In [None]:
import torch
import torch.nn as nn
from finetune.cifar10_models import resnet18

## Binary Image Classification with a Pre-Trained Model

In the previous notebook, you were introduced to pre-trained models from a feature-based approach. You saw how we could use techniques like OLS to produce predictions using a naive feature mapping. Then, you implemented custom convolutional filters to produce more substantive and efficient feature representations for the images. Then you saw how a pre-trained model, specifically ResNet18, produced much better featurizations and achieved the highest train/val accuracy for that classification problem. 

In this part of the notebook, you will walk through a practical exercise of loading a pre-trained model, freezing its hidden layers, and fine-tuning its last fully connected layer for a specific task. This is analagous to doing logistic regression on the pre-trained models featurizations. However, this section will walk you through setting up a basic PyTorch workflow, which consists of model setup, data preparation, training, and evaluation. This is a highly common paradigm in practice, and it is important for you to get experience with this.

The setting we will work with first is the problem of classifying between 2 classes of images in CIFAR-10, the dataset you saw in the last notebook. Then we will look at a specific case of where pre-trained models really shine -- when there is a lack of available training data.
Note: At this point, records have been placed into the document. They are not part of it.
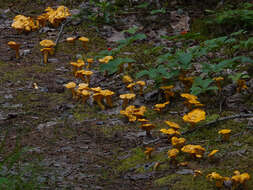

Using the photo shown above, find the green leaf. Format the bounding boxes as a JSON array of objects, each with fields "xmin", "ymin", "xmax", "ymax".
[
  {"xmin": 150, "ymin": 8, "xmax": 166, "ymax": 15},
  {"xmin": 122, "ymin": 26, "xmax": 138, "ymax": 34}
]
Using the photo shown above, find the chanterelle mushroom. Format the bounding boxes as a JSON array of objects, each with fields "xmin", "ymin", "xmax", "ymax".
[
  {"xmin": 64, "ymin": 82, "xmax": 76, "ymax": 99},
  {"xmin": 79, "ymin": 37, "xmax": 89, "ymax": 49},
  {"xmin": 8, "ymin": 41, "xmax": 20, "ymax": 59},
  {"xmin": 218, "ymin": 129, "xmax": 231, "ymax": 141},
  {"xmin": 119, "ymin": 93, "xmax": 136, "ymax": 109},
  {"xmin": 182, "ymin": 108, "xmax": 206, "ymax": 128},
  {"xmin": 40, "ymin": 39, "xmax": 55, "ymax": 64}
]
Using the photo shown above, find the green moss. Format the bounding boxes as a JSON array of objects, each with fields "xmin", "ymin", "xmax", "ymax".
[
  {"xmin": 116, "ymin": 147, "xmax": 146, "ymax": 173},
  {"xmin": 154, "ymin": 174, "xmax": 212, "ymax": 189}
]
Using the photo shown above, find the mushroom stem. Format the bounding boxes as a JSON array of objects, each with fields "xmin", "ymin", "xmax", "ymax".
[
  {"xmin": 71, "ymin": 89, "xmax": 76, "ymax": 99},
  {"xmin": 139, "ymin": 86, "xmax": 143, "ymax": 95},
  {"xmin": 222, "ymin": 134, "xmax": 230, "ymax": 141},
  {"xmin": 96, "ymin": 100, "xmax": 105, "ymax": 110},
  {"xmin": 15, "ymin": 49, "xmax": 20, "ymax": 59},
  {"xmin": 43, "ymin": 51, "xmax": 49, "ymax": 64},
  {"xmin": 105, "ymin": 96, "xmax": 113, "ymax": 108},
  {"xmin": 122, "ymin": 99, "xmax": 129, "ymax": 109},
  {"xmin": 82, "ymin": 96, "xmax": 89, "ymax": 104}
]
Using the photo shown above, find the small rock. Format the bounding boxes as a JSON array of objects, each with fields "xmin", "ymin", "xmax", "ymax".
[
  {"xmin": 20, "ymin": 49, "xmax": 31, "ymax": 56},
  {"xmin": 176, "ymin": 169, "xmax": 194, "ymax": 175},
  {"xmin": 39, "ymin": 27, "xmax": 55, "ymax": 33},
  {"xmin": 4, "ymin": 94, "xmax": 13, "ymax": 99},
  {"xmin": 48, "ymin": 58, "xmax": 59, "ymax": 63},
  {"xmin": 37, "ymin": 121, "xmax": 58, "ymax": 131}
]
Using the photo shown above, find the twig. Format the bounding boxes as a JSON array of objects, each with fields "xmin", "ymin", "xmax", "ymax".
[
  {"xmin": 54, "ymin": 18, "xmax": 71, "ymax": 49},
  {"xmin": 182, "ymin": 113, "xmax": 253, "ymax": 135}
]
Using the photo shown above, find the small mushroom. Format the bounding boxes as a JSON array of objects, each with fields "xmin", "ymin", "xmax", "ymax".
[
  {"xmin": 86, "ymin": 58, "xmax": 94, "ymax": 69},
  {"xmin": 8, "ymin": 41, "xmax": 20, "ymax": 59},
  {"xmin": 182, "ymin": 108, "xmax": 206, "ymax": 128},
  {"xmin": 82, "ymin": 70, "xmax": 93, "ymax": 84},
  {"xmin": 119, "ymin": 93, "xmax": 136, "ymax": 109},
  {"xmin": 144, "ymin": 147, "xmax": 154, "ymax": 159},
  {"xmin": 100, "ymin": 89, "xmax": 115, "ymax": 108},
  {"xmin": 208, "ymin": 149, "xmax": 219, "ymax": 160},
  {"xmin": 171, "ymin": 137, "xmax": 186, "ymax": 149},
  {"xmin": 64, "ymin": 82, "xmax": 76, "ymax": 99},
  {"xmin": 218, "ymin": 129, "xmax": 231, "ymax": 141},
  {"xmin": 137, "ymin": 118, "xmax": 149, "ymax": 124},
  {"xmin": 236, "ymin": 79, "xmax": 248, "ymax": 93},
  {"xmin": 168, "ymin": 148, "xmax": 179, "ymax": 164},
  {"xmin": 231, "ymin": 171, "xmax": 250, "ymax": 190},
  {"xmin": 160, "ymin": 128, "xmax": 181, "ymax": 140},
  {"xmin": 164, "ymin": 120, "xmax": 180, "ymax": 130},
  {"xmin": 122, "ymin": 75, "xmax": 133, "ymax": 85},
  {"xmin": 93, "ymin": 92, "xmax": 105, "ymax": 110},
  {"xmin": 66, "ymin": 37, "xmax": 77, "ymax": 44},
  {"xmin": 206, "ymin": 172, "xmax": 226, "ymax": 188},
  {"xmin": 136, "ymin": 81, "xmax": 146, "ymax": 95},
  {"xmin": 213, "ymin": 77, "xmax": 224, "ymax": 93},
  {"xmin": 160, "ymin": 85, "xmax": 174, "ymax": 101},
  {"xmin": 127, "ymin": 83, "xmax": 136, "ymax": 93},
  {"xmin": 81, "ymin": 90, "xmax": 91, "ymax": 104},
  {"xmin": 181, "ymin": 145, "xmax": 205, "ymax": 159},
  {"xmin": 40, "ymin": 47, "xmax": 54, "ymax": 64},
  {"xmin": 140, "ymin": 123, "xmax": 155, "ymax": 137},
  {"xmin": 79, "ymin": 36, "xmax": 89, "ymax": 49},
  {"xmin": 153, "ymin": 101, "xmax": 170, "ymax": 112}
]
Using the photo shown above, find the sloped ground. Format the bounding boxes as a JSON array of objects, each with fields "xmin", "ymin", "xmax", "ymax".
[{"xmin": 0, "ymin": 1, "xmax": 253, "ymax": 190}]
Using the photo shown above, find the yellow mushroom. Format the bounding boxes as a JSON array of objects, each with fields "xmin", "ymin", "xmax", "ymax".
[
  {"xmin": 160, "ymin": 85, "xmax": 174, "ymax": 101},
  {"xmin": 86, "ymin": 58, "xmax": 94, "ymax": 69},
  {"xmin": 82, "ymin": 70, "xmax": 93, "ymax": 84},
  {"xmin": 168, "ymin": 148, "xmax": 179, "ymax": 164},
  {"xmin": 122, "ymin": 75, "xmax": 133, "ymax": 85},
  {"xmin": 208, "ymin": 149, "xmax": 219, "ymax": 158},
  {"xmin": 153, "ymin": 101, "xmax": 170, "ymax": 112},
  {"xmin": 218, "ymin": 129, "xmax": 231, "ymax": 141},
  {"xmin": 206, "ymin": 172, "xmax": 226, "ymax": 188},
  {"xmin": 40, "ymin": 47, "xmax": 54, "ymax": 64},
  {"xmin": 8, "ymin": 41, "xmax": 20, "ymax": 59},
  {"xmin": 127, "ymin": 83, "xmax": 136, "ymax": 93},
  {"xmin": 64, "ymin": 82, "xmax": 76, "ymax": 99},
  {"xmin": 164, "ymin": 120, "xmax": 180, "ymax": 130},
  {"xmin": 213, "ymin": 77, "xmax": 224, "ymax": 92},
  {"xmin": 237, "ymin": 79, "xmax": 248, "ymax": 93},
  {"xmin": 79, "ymin": 36, "xmax": 89, "ymax": 49},
  {"xmin": 81, "ymin": 90, "xmax": 91, "ymax": 104},
  {"xmin": 136, "ymin": 81, "xmax": 146, "ymax": 95},
  {"xmin": 171, "ymin": 137, "xmax": 186, "ymax": 149},
  {"xmin": 231, "ymin": 171, "xmax": 250, "ymax": 190},
  {"xmin": 182, "ymin": 108, "xmax": 206, "ymax": 128},
  {"xmin": 119, "ymin": 93, "xmax": 136, "ymax": 109},
  {"xmin": 93, "ymin": 93, "xmax": 105, "ymax": 110},
  {"xmin": 181, "ymin": 144, "xmax": 205, "ymax": 159},
  {"xmin": 160, "ymin": 128, "xmax": 181, "ymax": 140},
  {"xmin": 144, "ymin": 147, "xmax": 154, "ymax": 159},
  {"xmin": 140, "ymin": 123, "xmax": 155, "ymax": 137},
  {"xmin": 100, "ymin": 90, "xmax": 115, "ymax": 108}
]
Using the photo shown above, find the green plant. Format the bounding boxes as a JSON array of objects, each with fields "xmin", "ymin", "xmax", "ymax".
[{"xmin": 190, "ymin": 77, "xmax": 218, "ymax": 95}]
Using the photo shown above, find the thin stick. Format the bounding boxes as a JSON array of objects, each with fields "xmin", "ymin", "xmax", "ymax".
[
  {"xmin": 54, "ymin": 18, "xmax": 71, "ymax": 48},
  {"xmin": 182, "ymin": 113, "xmax": 253, "ymax": 135}
]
### Loading a pre-trained model

Let us first load a pre-trained ResNet18 model file, if you are interested in how this works, feel free to 
check out its implementation in ```finetune/cifar10_models```. Also, a minor detail you can feel free to gloss over for now: we need to set the model to evaluation mode (```.eval()```) since we want to prevent any of ResNet's BatchNorm or Dropout layers from being activated when producing the features for fine-tuning.

In [None]:
model_ft = resnet18(pretrained=True).eval()

First, let us take a look at this pre-trained model. What do you notice about its last layer? What kind of layer is it? What are its input and output sizes?

In [None]:
model_ft

#### Observation:
Insert Observation Here

Now, we need to fine-tune this model for our task. This means "freezing" many of the layers that already have
pre-trained weights loaded into them. In order to freeze these layers, we need to tell PyTorch that the parameters of these layers are not meant to get their gradients updated during the training step. Take a look at the PyTorch [documentation](https://pytorch.org/docs/stable/generated/torch.nn.Module.html?highlight=parameters#torch.nn.Module.parameters) and freeze all of the parameters for ```model_ft```. Hint: what are some attributes of ```nn.Module.parameters```?

In [None]:
### INSERT CODE HERE

### END CODE HERE

We have just frozen all of the model's layers, but we still need to fine-tune the last layer. Since we are working with binary classification, we need to reshape the output of the last fully connected layer. We can do this by creating a new output layer. This does two things -- 1) by default, when creating a new layer, it is "unfrozen", meaning its gradients will be updated during training and 2) this allows us to create a layer that is specific to our task. 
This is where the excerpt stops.